The sorbent-sorbate contact time was investigated for the removal of CFCN by MgFeAl-1, MgFeAl-2, MgFeAl-3, and MgFeAl-4, as shown in Figure 4a. The adsorption of CFCN on MgFeAl-1, MgFeAl-2, MgFeAl-3, and MgFeAl-4 reached equilibrium within 60 min. The swift increase in CFCN sorption capacity (q_t, mg g⁻¹) from 0 to 20 min is attributable to the abundance of active sites on the sorbent surfaces [51]. Subsequently, q_t begins to diminish from 20 to 45 min, followed by a weak ascending trend due to the mostly occupied sorption sites [52]. MgFeAl-1, MgFeAl-2, MgFeAl-3, and MgFeAl-4 resulted in qt values of 85.10, 99.45, 89.09, and 91.44 CFCN mg per 1.0 g adsorbent, respectively, which match the surface area observations, indicating that 2.5% NiO was the appropriate doping dosage, creating more holes in the underlying nanocomposite. The capabilities of MgFeAl-1, MgFeAl-2, MgFeAl-3, and MgFeAl-4 to remove CFCN were aligned with their surface area outputs. Although MgFeAl-2 and MgFeAl-3 had almost similar surface areas, MgFeAl-2’s wider pore volume might justify its superiority over MgFeAl-3. It is worthnoting that MgFeAl-2 performance in removing CFCN was quite cooperative compared to similar adsorbents in the literature (Table 1).

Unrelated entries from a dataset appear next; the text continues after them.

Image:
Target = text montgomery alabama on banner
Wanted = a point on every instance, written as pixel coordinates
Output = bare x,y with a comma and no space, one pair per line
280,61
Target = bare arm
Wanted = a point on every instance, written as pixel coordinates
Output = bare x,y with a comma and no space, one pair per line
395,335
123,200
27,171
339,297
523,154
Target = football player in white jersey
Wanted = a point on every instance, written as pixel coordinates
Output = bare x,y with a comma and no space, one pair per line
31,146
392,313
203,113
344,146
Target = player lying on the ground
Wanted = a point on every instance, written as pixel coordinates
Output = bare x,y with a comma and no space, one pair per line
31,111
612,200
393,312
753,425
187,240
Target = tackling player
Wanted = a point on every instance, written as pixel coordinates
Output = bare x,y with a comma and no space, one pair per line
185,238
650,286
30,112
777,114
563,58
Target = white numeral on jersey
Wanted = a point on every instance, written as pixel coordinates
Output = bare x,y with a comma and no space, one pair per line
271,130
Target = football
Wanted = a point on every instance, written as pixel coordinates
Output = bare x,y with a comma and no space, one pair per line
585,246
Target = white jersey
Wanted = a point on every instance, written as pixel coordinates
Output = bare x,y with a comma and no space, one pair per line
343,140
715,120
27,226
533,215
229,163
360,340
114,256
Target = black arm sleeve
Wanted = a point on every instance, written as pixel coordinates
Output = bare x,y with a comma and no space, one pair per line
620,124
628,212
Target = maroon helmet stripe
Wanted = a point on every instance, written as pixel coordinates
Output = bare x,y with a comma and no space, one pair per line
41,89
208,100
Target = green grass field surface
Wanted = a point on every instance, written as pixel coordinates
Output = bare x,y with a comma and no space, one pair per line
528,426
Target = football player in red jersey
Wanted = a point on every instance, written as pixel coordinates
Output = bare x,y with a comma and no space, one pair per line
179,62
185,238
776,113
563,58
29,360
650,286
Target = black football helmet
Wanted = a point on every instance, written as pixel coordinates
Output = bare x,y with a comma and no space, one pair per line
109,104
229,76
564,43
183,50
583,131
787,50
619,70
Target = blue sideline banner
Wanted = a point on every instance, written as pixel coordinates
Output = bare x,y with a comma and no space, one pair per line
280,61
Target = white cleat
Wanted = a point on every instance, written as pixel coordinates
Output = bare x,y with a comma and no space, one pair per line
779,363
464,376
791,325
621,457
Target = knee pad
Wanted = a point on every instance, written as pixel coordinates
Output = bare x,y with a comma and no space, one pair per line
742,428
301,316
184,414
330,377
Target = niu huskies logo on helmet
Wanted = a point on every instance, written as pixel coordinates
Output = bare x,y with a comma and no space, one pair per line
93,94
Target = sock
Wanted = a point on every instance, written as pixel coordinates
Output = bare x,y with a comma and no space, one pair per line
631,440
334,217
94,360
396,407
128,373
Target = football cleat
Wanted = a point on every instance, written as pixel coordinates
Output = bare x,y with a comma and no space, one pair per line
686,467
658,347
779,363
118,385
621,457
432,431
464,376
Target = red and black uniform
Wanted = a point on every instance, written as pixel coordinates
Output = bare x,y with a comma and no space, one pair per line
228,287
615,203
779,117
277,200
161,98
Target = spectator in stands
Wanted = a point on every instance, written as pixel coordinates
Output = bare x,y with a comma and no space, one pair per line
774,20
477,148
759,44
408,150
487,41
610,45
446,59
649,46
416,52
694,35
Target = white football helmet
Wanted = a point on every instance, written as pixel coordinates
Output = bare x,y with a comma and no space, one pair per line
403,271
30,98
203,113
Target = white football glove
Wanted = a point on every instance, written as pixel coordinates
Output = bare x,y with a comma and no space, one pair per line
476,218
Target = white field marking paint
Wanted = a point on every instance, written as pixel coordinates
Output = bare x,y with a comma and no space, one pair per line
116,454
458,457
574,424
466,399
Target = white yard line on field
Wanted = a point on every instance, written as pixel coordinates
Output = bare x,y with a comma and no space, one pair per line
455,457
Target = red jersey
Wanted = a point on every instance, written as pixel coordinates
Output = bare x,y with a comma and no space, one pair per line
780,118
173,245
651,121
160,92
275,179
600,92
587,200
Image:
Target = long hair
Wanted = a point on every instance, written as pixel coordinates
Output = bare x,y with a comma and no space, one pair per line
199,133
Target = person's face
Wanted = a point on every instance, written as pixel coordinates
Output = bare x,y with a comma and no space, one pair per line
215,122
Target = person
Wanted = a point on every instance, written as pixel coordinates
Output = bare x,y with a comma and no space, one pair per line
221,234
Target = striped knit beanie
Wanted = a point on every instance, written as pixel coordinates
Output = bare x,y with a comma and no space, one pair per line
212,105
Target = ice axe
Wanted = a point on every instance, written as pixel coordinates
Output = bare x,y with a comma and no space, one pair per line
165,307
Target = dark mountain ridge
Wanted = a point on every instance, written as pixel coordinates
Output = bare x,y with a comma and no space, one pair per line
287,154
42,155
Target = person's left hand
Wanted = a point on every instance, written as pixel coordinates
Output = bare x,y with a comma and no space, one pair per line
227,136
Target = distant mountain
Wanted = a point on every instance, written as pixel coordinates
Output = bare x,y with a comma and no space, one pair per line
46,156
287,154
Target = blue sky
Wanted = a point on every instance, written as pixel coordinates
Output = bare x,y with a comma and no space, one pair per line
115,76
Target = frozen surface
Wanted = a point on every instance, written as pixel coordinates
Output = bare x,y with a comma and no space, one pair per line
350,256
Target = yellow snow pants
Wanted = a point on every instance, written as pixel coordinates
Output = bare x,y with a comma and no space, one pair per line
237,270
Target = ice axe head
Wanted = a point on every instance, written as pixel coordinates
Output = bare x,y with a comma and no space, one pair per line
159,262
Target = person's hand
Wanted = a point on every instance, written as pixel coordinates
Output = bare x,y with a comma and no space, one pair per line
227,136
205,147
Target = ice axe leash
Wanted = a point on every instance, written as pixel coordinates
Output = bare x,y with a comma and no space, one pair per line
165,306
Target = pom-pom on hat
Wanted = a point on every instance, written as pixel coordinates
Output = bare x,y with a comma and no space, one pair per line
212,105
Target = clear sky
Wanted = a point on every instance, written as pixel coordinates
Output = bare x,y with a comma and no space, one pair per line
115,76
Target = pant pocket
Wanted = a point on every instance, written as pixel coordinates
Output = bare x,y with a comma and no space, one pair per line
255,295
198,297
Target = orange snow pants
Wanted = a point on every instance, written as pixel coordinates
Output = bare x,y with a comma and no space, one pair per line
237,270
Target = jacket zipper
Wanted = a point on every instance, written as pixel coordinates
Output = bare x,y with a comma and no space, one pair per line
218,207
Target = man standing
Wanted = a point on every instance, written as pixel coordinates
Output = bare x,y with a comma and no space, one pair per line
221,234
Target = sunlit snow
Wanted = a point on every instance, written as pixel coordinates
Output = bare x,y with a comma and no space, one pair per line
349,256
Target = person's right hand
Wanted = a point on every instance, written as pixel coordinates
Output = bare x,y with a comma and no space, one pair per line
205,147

The PSFO and PSSO regressions of CFCN removal by MgFeAl-1, MgFeAl-2, MgFeAl-3, and MgFeAl-4 are depicted in Figure 4b,c. The computed PSFO and PSSO parameters are shown in Table 2, indicating that PSSO provided a better explanation of CFCN sorption on MgFeAl-1, MgFeAl-3, and MgFeAl-4. The results showed that the surfaces of MgFeAl-1, MgFeAl-3, and MgFeAl-4 exhibited multilayer adsorption, in which the sorbed CFCN molecules interact with each other and with localized adsorbent sites. In contrast, the CFCN sorption on MgFeAl-2 was better described by the PSFO, implying that the availability of free adsorption sites on MgFeAl-2’s surface is more influential than the concentration of CFCN in solution [53]. This finding is supported by the highest R² value, the lowest X² and RSS values, and the semi-typical q_e value [37]. Nevertheless, having such close R² values could be interpreted as the co-influence of the PSFO and PSSO models on CFCN removal by MgFeAl-1, MgFeAl-2, MgFeAl-3, and MgFeAl-4 [36].

For a clearer understanding of CFCN sorption through the active pores of MgFeAl-1, MgFeAl-2, MgFeAl-3, and MgFeAl-4 in bulk solution, both the INPDM and LIFDM are considered. Figure 4d,e, along with data presented in Table 1, demonstrate that the LIFDM with the higher regression coefficients (R²) represents the rate-controlling step for CFCN sorption onto these four sorbents, indicating rapid pore diffusion and a strong affinity of CFCN for the nanocomposites developed in this study. This phenomenon can be attributed to the high surface area and/or relatively large pores of MgFeAl-1, MgFeAl-2, MgFeAl-3, and MgFeAl-4. Additionally, the C_i values for all four nanocomposites further suggest a discrepancy in sorption with the INPDM model [37,53].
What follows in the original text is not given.